Trump has shown, for one thing, that he’s deadly serious about personnel.
Personnel were the biggest problem of Trump’s first term. Trump’s popular appeal, of course, was as an outsider, a non-politician. He stood apart from the swamp and was largely free of its taint, but when he had to wade in, many of the people he chose to guide him through that unfamiliar territory—Bolton, Barr, Kushner, Pence, Pompeo—turned out to be lousy guides, if not deliberate deceivers who took the president into places where the mud was deepest and the tangle thickest, to prevent him from moving at all. They largely succeeded.
Trump has acknowledged this mistake of judgment himself, and his pointed rejection of roles for Nikki Haley and Mike Pompeo in his administration was a deliberate message for the doubters—and the betrayers themselves—that he would not be making the same mistake again.
Fool me once, shame on you.
Immigration. I chose “deadly” back there for good reason. There are few men in US politics or government who look more deadly than Trump’s new “border czar,” Tom Homan. There’s a man I’d rather not be thrown into a pit with and have to subdue with my bare hands for the amusement of a bloodthirsty crowd. That’s an evaluation every man makes of his fellow men at some point, and frankly I wouldn’t fancy my chances with Tom, raw eggs or no.
It was widely hoped that Trump would choose Homan to be his border supremo. Homan was head of ICE during Trump’s first term and presided over the “controversial” family-separation policy that had liberals crying more than any of the families the policy was actually applied to. But Homan showed himself to be invulnerable to the corrosive effects of liberal lachrymation, and his stance has only hardened in the intervening years as the nation’s border crisis has worsened.
Since his appointment last month, Homan has come out swinging.
He’s put the Mexican cartels on blast, promising them a fate that wouldn’t be out of place in one of those Sicario movies (guns and drones and Blackhawks and SOF dudes with heads like doorstops). He’s put liberal mayors on blast. The UN and NGOs and the charity organizations that have been helping migrants cross the border and giving them prepaid credit cards—he’s put them on blast too.
He’s put everyone on blast: everyone who has already indicated their interest in disrupting Trump’s plans for mass deportations.
A guy like Tom Homan is definitely good to have around when a lot of different people need scaring at the same time.
Trump’s also made other important announcements in the last few days. He’s just picked two seasoned veterans to lead important agencies involved in border security and immigration. Customs and Border Protection will be led by Rodney Scott, and ICE will be led by Caleb Vitello. This is great news. Two men who have decades of combined experience under their belts, know their way around the agencies that will be implementing Trump’s immigration policies, and are well liked and respected by their colleagues.

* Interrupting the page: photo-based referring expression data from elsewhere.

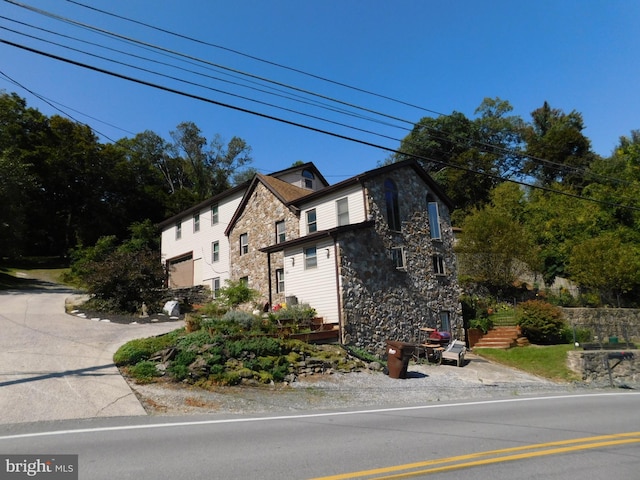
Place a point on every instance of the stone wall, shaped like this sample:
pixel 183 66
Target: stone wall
pixel 382 303
pixel 591 366
pixel 623 323
pixel 258 220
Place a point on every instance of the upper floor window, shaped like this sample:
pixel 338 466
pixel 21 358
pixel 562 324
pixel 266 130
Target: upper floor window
pixel 393 207
pixel 438 265
pixel 445 322
pixel 215 251
pixel 196 222
pixel 434 217
pixel 310 258
pixel 280 280
pixel 312 223
pixel 244 243
pixel 398 258
pixel 281 234
pixel 308 178
pixel 214 215
pixel 342 210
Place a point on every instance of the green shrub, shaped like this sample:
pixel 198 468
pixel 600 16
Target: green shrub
pixel 244 319
pixel 194 340
pixel 144 372
pixel 485 324
pixel 141 349
pixel 541 322
pixel 259 346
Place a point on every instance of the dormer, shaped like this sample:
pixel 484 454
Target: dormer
pixel 305 175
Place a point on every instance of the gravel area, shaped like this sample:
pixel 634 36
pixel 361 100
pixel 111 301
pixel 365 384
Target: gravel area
pixel 478 379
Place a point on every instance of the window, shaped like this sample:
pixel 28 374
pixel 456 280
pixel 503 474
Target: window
pixel 438 264
pixel 312 224
pixel 342 209
pixel 280 280
pixel 308 178
pixel 281 234
pixel 434 217
pixel 445 322
pixel 244 243
pixel 214 215
pixel 393 208
pixel 215 252
pixel 310 258
pixel 398 258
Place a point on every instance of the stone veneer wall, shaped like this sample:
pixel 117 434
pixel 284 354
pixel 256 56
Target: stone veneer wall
pixel 381 303
pixel 606 322
pixel 592 367
pixel 258 220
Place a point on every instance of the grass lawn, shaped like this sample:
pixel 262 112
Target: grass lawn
pixel 545 361
pixel 29 274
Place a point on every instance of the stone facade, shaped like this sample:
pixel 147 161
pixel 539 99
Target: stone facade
pixel 383 303
pixel 623 323
pixel 594 367
pixel 377 301
pixel 258 221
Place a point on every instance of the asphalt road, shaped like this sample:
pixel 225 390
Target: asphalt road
pixel 573 437
pixel 56 366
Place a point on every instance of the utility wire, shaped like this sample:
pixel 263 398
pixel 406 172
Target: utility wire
pixel 296 98
pixel 559 166
pixel 435 133
pixel 494 148
pixel 252 57
pixel 306 127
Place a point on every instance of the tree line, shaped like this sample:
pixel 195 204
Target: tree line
pixel 534 201
pixel 62 189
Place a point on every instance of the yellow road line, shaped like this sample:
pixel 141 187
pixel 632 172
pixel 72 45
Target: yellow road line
pixel 478 459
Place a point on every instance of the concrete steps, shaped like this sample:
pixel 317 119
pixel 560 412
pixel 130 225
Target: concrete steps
pixel 502 337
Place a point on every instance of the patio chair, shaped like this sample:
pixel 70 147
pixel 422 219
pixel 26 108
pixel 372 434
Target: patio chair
pixel 454 351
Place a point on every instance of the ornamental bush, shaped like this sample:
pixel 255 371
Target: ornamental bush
pixel 541 322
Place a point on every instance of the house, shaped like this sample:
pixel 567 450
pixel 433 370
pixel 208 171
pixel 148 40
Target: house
pixel 372 254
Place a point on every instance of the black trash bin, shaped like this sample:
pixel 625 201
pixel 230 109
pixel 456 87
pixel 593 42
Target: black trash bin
pixel 398 356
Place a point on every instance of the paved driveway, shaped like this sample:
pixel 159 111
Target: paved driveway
pixel 56 366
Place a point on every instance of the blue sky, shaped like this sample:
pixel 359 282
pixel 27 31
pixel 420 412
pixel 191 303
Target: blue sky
pixel 439 56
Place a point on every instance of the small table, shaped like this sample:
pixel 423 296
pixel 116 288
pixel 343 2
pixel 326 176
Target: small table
pixel 432 352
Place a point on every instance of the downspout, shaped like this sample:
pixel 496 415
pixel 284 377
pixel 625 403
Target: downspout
pixel 336 252
pixel 269 279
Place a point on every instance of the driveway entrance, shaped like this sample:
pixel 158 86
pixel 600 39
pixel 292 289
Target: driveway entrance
pixel 56 366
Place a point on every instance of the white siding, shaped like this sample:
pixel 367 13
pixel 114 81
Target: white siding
pixel 326 212
pixel 316 286
pixel 200 242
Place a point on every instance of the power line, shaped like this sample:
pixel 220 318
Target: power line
pixel 252 57
pixel 434 133
pixel 307 127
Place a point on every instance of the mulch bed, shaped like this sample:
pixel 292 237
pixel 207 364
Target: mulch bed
pixel 124 319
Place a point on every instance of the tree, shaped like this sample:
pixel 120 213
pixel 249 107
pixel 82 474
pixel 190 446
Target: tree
pixel 467 157
pixel 209 168
pixel 608 265
pixel 495 249
pixel 556 148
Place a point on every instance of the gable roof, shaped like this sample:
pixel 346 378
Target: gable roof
pixel 283 191
pixel 205 203
pixel 304 166
pixel 412 163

So: very good. I’d struggle not to give Trump an “A” for all that.
But what else? How will the deportation thing actually work on the ground?
Details in this regard are fairly sketchy at this point.

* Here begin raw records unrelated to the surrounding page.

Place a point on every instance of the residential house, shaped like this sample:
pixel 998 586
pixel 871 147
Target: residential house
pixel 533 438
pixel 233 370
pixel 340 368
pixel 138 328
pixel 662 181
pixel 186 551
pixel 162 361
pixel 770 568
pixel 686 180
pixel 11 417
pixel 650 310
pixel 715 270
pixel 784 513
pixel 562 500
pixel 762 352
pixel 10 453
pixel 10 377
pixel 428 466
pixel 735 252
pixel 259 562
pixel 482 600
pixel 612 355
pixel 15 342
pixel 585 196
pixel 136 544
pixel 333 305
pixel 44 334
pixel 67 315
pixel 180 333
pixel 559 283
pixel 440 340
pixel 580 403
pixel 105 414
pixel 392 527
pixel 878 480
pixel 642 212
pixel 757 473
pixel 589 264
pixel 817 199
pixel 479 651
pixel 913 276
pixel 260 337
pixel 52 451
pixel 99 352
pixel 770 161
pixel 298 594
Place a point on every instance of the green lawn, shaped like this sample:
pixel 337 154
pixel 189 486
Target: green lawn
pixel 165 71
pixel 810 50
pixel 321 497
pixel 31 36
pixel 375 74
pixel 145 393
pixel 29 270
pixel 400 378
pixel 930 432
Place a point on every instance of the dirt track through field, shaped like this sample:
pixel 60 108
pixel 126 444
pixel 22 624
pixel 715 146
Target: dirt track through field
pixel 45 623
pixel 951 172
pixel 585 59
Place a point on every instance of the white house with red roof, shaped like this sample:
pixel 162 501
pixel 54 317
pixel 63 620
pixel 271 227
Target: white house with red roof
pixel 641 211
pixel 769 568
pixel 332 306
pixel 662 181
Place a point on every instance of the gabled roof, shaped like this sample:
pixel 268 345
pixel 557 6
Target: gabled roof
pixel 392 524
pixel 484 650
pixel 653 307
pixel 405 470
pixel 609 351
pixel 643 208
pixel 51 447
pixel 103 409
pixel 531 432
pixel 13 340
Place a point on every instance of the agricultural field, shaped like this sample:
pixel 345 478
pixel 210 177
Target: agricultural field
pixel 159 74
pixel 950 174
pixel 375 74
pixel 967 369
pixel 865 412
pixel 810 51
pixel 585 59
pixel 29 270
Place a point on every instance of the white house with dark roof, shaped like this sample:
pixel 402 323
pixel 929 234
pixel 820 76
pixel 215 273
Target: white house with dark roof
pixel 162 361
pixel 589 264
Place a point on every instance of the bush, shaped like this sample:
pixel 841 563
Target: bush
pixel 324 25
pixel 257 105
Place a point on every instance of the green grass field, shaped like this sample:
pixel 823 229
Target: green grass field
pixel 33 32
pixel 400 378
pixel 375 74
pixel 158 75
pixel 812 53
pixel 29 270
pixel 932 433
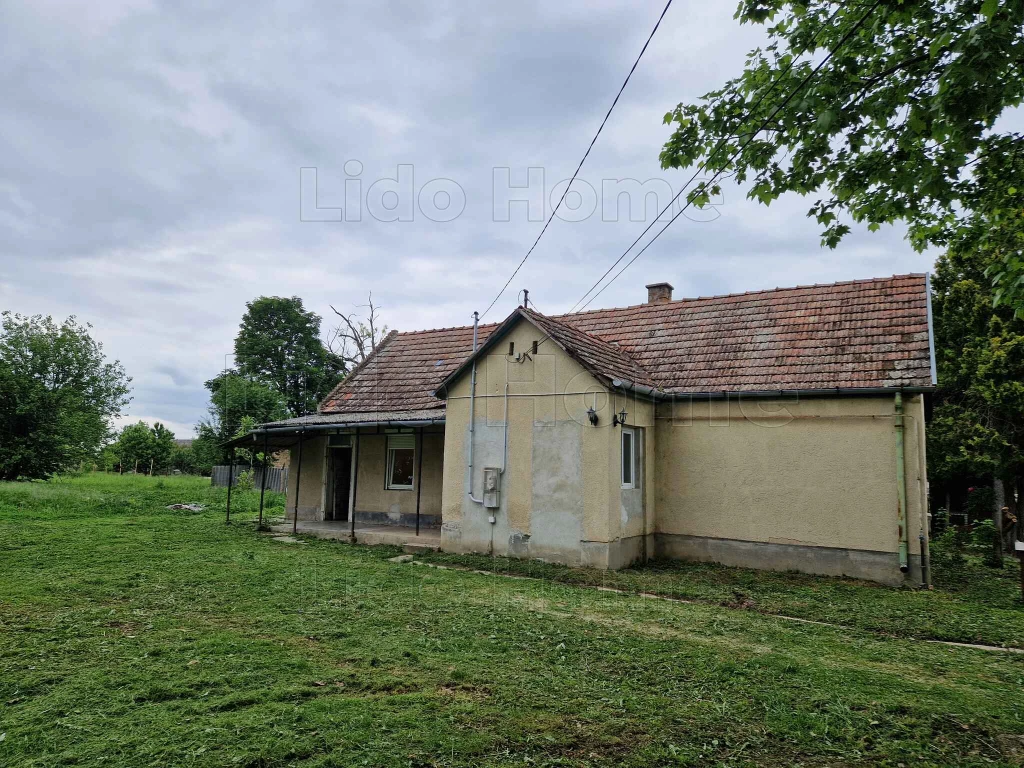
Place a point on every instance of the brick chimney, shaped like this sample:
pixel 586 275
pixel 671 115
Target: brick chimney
pixel 658 293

We’ve had talk of large-scale processing facilities and door-to-door raids, using targeted data to identify illegals in their homes and places of work. There are huge amounts of data that will allow the identification and location of illegals with great precision.
But beyond that, we haven’t heard much.
One place we can look for a good example of how mass deportation might work is Missouri. In Missouri, Republican lawmakers are already moving to put in place incentives that will encourage the general public to take an active role in the deportation process. This is good.